Trying to align different practice cultures within a PCN can be stressful and time consuming.

Practice Managers - already under strain and difficult to find - are now spending time being PCN managers, again taking them away from their primary role in a GP surgery.


The administrative burden on GPs is increased in a PCN - more targets to chase, more audits to run, more meetings to attend.


To what extent has general practice been able to work in effective partnerships with other professions within primary care and beyond to free more GP time for patient care?


We have not seen any evidence of effective partnerships with other professions in Primary Care.



What role does having a named GP—and being able to see that GP—play in providing patients with the continuity of care they need?


Having a named GP means nothing if you can’t see that GP, and are directed to a Physio, Pharmacist or Physician Associate.


Making working conditions better for GPs and rewarding Partners adequately would mean a patient could see their named GP/GP of choice as a first contact, often preventing the need for multiple appointments with a variety of professionals before they eventually get to consult with a GP.


Proper funding would enable 15 minute appointments as standard which would improve quality of care hugely (something we do in our practice).


               What are the main challenges facing general practice in the next 5 years?

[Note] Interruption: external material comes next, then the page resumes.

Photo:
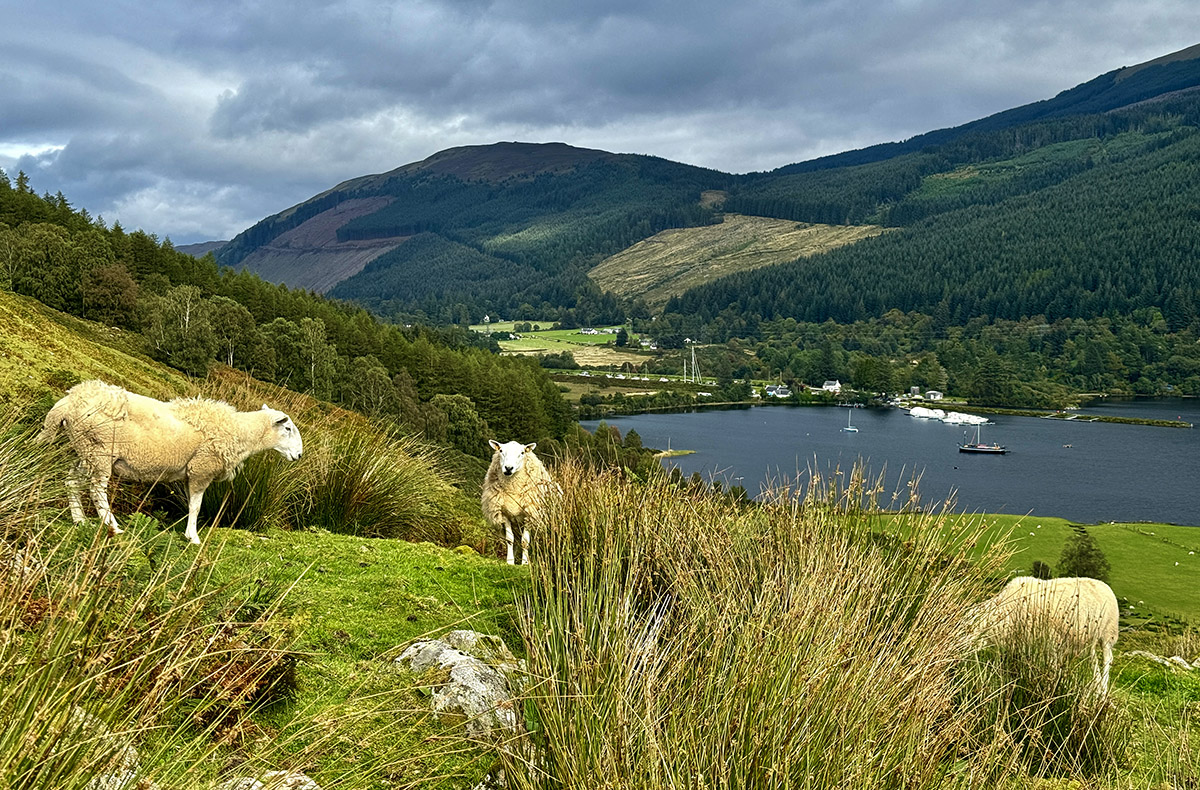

Retiring Partners over 50 will leave the profession en masse and leave a gaping hole.


What can be done to reduce bureaucracy and burnout, and improve morale, in general practice?


Re-think the CQC model of regulation. This is a massive demoralising factor because it feels confrontational and lacking in understanding about the realities of front line medical practice.


Return to something like the PMS model of contract, with fewer small ‘pots’ of money that require effort and tie to measure and report on.


Stop briefing against General Practice in Government please, this is the most demoralising thing of all.


To what extent does the Government and NHS England’s plan for improving access for patients and supporting general practice address these barriers?


The plan has completely shattered the profession because it shows so little understanding of the realities of pandemic practice.

GPs are independent professionals with a high degree of integrity and genuine care for their patients.

Trust them to know what is the best care for their patients and how best to provide it locally - it’s what they are trained for and what gives them pride and job satisfaction: if they think a face to face appointment is necessary, they will provide it; it they think patients are safer having a telephone consultation instead, then this will be for a very good reason.

Stop micro managing from the top down and be guided by the professionals.